O Tribunal recomenda que os órgãos legislativos solicitem à Comissão que avalie em pormenor na sua proposta ao Conselho a forma como serão salvaguardados os legítimos interesses dos beneficiários finais. Para todas as medidas ao abrigo do artigo 4.o, n.o 1, da proposta (como a redução das autorizações ou a suspensão das autorizações ou dos pagamentos), os direitos dos beneficiários finais deverão ser salvaguardados.

29.

Nos casos em que sejam utilizados fundos nacionais para suprir a suspensão ou redução dos fundos da UE, esses fundos teriam de provir do orçamento nacional do Estado-Membro em causa, o que tem implicações orçamentais para o Estado-Membro (15), especialmente no caso de suspensões ou reduções em grande escala.

Recomendação 4

O Tribunal recomenda que os órgãos legislativos solicitem à Comissão que, antes de decidir as medidas adequadas a propor, avalie as possíveis implicações orçamentais de uma redução do financiamento da UE para o orçamento nacional do Estado-Membro em causa, tendo devidamente em conta os princípios da proporcionalidade e da não discriminação.

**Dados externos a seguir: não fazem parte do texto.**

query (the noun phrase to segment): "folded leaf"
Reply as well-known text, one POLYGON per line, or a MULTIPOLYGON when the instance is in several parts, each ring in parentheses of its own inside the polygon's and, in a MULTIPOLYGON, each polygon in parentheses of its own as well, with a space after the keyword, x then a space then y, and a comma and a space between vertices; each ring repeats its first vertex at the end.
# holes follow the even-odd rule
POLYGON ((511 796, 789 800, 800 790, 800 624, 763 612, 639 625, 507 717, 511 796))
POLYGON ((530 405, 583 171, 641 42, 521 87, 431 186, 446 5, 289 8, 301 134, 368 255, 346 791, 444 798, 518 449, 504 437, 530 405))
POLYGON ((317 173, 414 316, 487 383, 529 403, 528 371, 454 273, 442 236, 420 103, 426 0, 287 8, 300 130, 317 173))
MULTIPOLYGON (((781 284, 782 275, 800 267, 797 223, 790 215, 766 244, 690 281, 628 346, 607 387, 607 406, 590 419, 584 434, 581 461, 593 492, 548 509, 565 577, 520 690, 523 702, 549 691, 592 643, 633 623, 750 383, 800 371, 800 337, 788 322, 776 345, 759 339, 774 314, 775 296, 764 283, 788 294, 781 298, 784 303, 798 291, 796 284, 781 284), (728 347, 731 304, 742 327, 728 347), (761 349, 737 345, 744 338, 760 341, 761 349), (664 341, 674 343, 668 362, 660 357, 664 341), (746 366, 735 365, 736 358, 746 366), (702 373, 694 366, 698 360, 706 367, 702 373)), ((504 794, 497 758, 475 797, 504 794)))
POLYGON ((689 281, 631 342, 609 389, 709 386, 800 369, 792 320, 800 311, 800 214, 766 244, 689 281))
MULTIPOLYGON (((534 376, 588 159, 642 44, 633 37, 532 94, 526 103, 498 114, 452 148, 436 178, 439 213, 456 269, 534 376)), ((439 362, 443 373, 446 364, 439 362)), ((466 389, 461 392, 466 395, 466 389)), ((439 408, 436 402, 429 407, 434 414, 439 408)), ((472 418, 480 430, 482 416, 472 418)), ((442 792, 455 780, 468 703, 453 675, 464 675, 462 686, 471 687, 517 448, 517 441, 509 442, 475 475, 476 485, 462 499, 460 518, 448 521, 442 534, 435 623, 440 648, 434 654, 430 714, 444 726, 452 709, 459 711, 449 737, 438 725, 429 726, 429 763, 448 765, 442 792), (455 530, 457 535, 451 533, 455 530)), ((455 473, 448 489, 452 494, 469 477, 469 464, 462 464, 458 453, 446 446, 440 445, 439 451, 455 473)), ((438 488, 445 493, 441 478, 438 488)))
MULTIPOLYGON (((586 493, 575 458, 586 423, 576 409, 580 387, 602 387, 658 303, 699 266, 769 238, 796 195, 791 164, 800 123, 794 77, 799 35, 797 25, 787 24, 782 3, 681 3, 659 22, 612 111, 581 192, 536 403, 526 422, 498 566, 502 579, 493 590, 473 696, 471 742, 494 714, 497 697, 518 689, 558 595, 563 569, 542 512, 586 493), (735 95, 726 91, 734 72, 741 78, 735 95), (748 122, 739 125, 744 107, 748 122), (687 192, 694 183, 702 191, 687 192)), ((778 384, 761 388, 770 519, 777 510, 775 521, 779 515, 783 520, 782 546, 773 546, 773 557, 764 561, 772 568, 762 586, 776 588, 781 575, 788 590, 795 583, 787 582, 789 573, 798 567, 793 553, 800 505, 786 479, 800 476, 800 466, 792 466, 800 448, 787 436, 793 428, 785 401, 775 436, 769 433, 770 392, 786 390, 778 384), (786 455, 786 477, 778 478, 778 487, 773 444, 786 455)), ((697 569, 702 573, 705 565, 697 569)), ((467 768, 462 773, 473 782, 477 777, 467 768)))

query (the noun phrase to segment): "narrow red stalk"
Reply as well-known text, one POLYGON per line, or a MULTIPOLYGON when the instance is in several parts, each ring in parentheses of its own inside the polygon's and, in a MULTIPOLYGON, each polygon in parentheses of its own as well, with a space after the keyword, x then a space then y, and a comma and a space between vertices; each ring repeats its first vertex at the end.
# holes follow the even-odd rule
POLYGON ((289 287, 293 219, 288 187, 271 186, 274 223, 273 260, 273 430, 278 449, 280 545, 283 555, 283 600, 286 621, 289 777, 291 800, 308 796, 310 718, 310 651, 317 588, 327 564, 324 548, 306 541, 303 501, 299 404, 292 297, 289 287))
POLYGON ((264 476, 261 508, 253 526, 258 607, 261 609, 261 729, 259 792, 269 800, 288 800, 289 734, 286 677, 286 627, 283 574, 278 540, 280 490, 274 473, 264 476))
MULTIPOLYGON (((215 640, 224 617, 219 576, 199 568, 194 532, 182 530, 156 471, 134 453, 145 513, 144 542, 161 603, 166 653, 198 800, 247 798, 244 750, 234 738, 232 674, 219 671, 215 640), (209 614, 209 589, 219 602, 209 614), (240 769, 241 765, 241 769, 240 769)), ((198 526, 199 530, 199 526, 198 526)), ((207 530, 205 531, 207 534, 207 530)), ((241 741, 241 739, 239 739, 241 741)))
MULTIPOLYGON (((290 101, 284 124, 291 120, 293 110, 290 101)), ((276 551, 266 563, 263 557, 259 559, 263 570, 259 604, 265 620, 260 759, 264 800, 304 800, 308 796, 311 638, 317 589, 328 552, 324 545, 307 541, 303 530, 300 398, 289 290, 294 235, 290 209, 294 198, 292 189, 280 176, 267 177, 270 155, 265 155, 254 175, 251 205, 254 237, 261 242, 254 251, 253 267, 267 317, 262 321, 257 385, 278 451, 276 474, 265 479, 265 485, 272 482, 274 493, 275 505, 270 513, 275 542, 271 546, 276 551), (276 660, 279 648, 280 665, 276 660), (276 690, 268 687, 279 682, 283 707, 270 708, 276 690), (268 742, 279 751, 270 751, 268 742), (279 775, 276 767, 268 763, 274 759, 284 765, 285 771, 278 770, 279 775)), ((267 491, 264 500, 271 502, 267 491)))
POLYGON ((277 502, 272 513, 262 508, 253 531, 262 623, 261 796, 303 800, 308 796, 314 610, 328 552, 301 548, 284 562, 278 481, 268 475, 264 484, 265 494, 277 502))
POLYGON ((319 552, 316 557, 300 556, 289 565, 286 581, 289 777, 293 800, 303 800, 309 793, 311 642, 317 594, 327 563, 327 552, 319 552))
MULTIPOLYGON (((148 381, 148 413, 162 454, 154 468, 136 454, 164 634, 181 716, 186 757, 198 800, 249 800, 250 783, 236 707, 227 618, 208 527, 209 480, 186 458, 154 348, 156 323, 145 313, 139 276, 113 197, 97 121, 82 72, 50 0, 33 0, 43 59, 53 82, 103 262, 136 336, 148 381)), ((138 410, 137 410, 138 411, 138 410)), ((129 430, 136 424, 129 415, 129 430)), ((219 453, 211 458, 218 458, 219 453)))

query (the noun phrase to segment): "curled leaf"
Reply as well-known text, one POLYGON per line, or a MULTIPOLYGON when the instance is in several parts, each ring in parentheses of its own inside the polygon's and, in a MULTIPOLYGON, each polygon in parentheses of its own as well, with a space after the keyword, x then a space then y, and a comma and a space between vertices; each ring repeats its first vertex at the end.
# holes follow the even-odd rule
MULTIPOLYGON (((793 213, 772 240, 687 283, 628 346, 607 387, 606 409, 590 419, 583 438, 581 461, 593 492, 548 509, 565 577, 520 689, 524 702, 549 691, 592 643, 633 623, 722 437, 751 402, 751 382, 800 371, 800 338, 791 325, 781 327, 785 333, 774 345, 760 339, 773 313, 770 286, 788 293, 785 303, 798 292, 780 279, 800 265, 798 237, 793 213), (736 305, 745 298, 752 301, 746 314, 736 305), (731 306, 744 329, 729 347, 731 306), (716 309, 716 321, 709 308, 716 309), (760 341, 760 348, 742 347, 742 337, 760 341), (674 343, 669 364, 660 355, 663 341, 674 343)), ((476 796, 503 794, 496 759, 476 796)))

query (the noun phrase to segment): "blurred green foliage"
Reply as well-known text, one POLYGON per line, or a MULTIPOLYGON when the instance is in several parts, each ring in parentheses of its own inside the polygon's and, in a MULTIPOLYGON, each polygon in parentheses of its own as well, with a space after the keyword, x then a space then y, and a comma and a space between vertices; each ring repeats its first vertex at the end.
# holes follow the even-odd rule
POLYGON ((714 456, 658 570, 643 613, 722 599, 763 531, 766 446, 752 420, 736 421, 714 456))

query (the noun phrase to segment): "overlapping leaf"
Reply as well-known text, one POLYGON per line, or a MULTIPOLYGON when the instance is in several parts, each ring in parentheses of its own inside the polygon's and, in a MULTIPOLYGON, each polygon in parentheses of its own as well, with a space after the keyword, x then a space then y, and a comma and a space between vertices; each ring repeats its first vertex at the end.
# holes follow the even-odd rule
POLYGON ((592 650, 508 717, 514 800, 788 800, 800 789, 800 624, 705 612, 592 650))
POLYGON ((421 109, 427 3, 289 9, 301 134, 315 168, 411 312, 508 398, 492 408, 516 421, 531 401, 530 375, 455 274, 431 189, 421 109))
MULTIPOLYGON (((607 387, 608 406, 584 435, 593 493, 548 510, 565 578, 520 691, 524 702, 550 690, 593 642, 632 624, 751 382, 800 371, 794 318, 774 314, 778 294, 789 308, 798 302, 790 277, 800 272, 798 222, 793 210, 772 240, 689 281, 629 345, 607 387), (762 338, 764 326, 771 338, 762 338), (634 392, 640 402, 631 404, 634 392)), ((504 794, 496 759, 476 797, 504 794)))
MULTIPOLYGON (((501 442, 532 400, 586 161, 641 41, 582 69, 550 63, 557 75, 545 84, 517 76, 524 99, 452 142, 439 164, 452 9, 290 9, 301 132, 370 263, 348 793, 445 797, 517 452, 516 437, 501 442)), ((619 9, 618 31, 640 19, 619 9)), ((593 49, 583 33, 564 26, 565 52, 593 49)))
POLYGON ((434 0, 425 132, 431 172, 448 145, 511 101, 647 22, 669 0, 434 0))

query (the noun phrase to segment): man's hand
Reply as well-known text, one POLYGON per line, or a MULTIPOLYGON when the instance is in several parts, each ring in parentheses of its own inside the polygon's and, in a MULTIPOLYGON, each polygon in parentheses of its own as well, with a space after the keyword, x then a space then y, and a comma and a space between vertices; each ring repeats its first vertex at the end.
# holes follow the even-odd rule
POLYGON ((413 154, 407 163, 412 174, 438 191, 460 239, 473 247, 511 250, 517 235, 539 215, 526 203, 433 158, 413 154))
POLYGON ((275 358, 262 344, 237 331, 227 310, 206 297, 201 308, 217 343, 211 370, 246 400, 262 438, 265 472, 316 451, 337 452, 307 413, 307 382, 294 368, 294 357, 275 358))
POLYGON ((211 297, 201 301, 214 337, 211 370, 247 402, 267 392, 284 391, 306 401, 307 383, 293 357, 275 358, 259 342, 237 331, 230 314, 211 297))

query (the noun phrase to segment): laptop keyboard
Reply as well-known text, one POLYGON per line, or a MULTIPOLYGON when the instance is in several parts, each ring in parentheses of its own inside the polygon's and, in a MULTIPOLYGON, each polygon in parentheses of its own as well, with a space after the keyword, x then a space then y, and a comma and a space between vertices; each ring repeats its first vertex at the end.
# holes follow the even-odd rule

Cooperação com a Procuradoria Europeia não aplicável a todos os Estados-Membros

30.

Uma deficiência generalizada no que diz respeito ao Estado de direito num Estado-Membro pode estar associada a uma cooperação eficaz e atempada com o Organismo Europeu de Luta Antifraude e com a Procuradoria Europeia. O Tribunal chama a atenção para o facto de nem todos os Estados-Membros integrarem a Procuradoria Europeia, o que leva a que as disposições relativas à Procuradoria Europeia, após a sua criação, só sejam aplicáveis aos Estados-Membros participantes.

Recomendação 5

O Tribunal recomenda que os órgãos legislativos esclareçam que as disposições relativas à Procuradoria Europeia, após a sua criação, só podem ser aplicáveis aos Estados-Membros participantes.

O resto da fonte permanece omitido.